Bereits ab dem 17. Jahrhundert war der Obstanbau deutlich ausgeweitet worden. „Neben den Streuobstwiesen wurden Alleen angelegt und auch Einzelbäume gepflanzt. Die absolutistischen Herrscher der damaligen Zeit hatten die Bedeutung für die Versorgung der Bevölkerung erkannt. Der Höhepunkt wurde in den 1920er und 1930er Jahren erreicht. Parallel dazu entwickelte sich bereits damals der intensive Anbau in Obstplantagen“, blickt Diemel zurück.

Sie beherbergen viele geschützte Pflanzenarten, sind Heimat vieler Insekten- und Spinnenarten, die wiederum Nahrungsgrundlage für viele Vogelarten sind. Kurzum, sie sind Brennpunkte der Biodiversität.
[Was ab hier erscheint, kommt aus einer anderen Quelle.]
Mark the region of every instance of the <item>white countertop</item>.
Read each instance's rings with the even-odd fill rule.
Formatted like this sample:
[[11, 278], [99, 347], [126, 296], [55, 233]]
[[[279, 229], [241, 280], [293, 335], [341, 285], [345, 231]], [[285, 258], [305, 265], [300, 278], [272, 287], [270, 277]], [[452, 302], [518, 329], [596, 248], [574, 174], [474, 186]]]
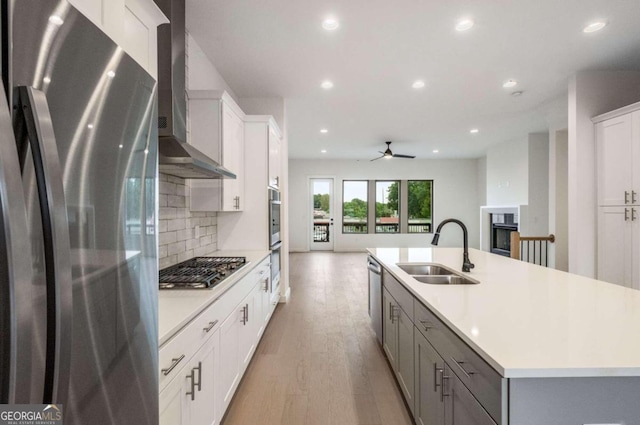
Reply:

Reiner Diemel Dezernatsleiter

Die Jahre nach dem Zweiten Weltkrieg und den von Hunger geprägten Nachkriegswintern standen agrarpolitisch ganz im Zeichen der Ernährungssicherung der Bevölkerung. Ein Meilenstein dieser Politik war der sogenannte Emser Beschluss des damaligen Bundesernährungsministeriums an jenem 15. Oktober 1953. Darin hieß es: „Für Hoch- und Halbstämme wird kein Platz mehr sein. Streuanbau, Straßenanbau und Mischkultur sind zu verwerfen.“ Noch bis 1974 zahlte die Europäische Gemeinschaft Rodungsprämien für Hochstammobstbäume. Der Straßen- und Siedlungsbau taten ihr Übriges. Insgesamt sind in Deutschland, mit erheblichen regionalen Unterschieden, circa 75 Prozent der Hochstammobstbäume verloren gegangen.

Heute sind Streuobstwiesen in Hessen und in allen übrigen Bundesländern gesetzlich geschützte Biotope und dürfen aus diesem Grund weder zerstört noch erheblich beeinträchtigt werden. „Sie beherbergen viele geschützte Pflanzenarten, sind Heimat vieler Insekten- und Spinnenarten, die wiederum Nahrungsgrundlage für viele Vogelarten sind. Kurzum, sie sind Brennpunkte der Biodiversität“, betont Reiner Diemel. In Hanglagen schützen sie vor Bodenerosion und sie bereichern das Landschaftsbild und laden zum Verweilen und Genießen ein. „Gute Gründe also, diesen Schatz unserer Kulturlandschaft zu schützen, zu pflegen und wo möglich zu mehren.“

Gut 4.200 Bäume gefördert

Hier leistet das Regierungspräsidium Gießen gleich in zweierlei Hinsicht einen wichtigen Beitrag. Zum einen fördert es mit einem Pauschalbetrag die Anpflanzung von Hochstämmen traditioneller regionaltypischer Sorten. Privatpersonen, Verbände und Kommunen können sich direkt mit der Behörde in Verbindung setzen. Dabei sind verschiedene Vorgaben, unter anderem die Wahl der Sorte oder Pflanzabstände, zu beachten. Zum anderen stellt das Regierungspräsidium den Landkreisen Gießen, Vogelsberg und Marburg-Biedenkopf Gelder für deren Streuobstprogramme zur Verfügung. „In den Jahren 2016 bis 2022 wurde auf diese beiden Wege die Pflanzung von gut 4.200 Hochstammobstbäumen gefördert. Dieses Jahr kommen wieder einige Hundert dazu“, berichtet Martin Schab von der Oberen Naturschutzbehörde. Bei Fragen zum Thema oder einer möglichen Förderung können sich Interessierte direkt an ihn wenden (Martin.Schab@rpgi.hessen.de).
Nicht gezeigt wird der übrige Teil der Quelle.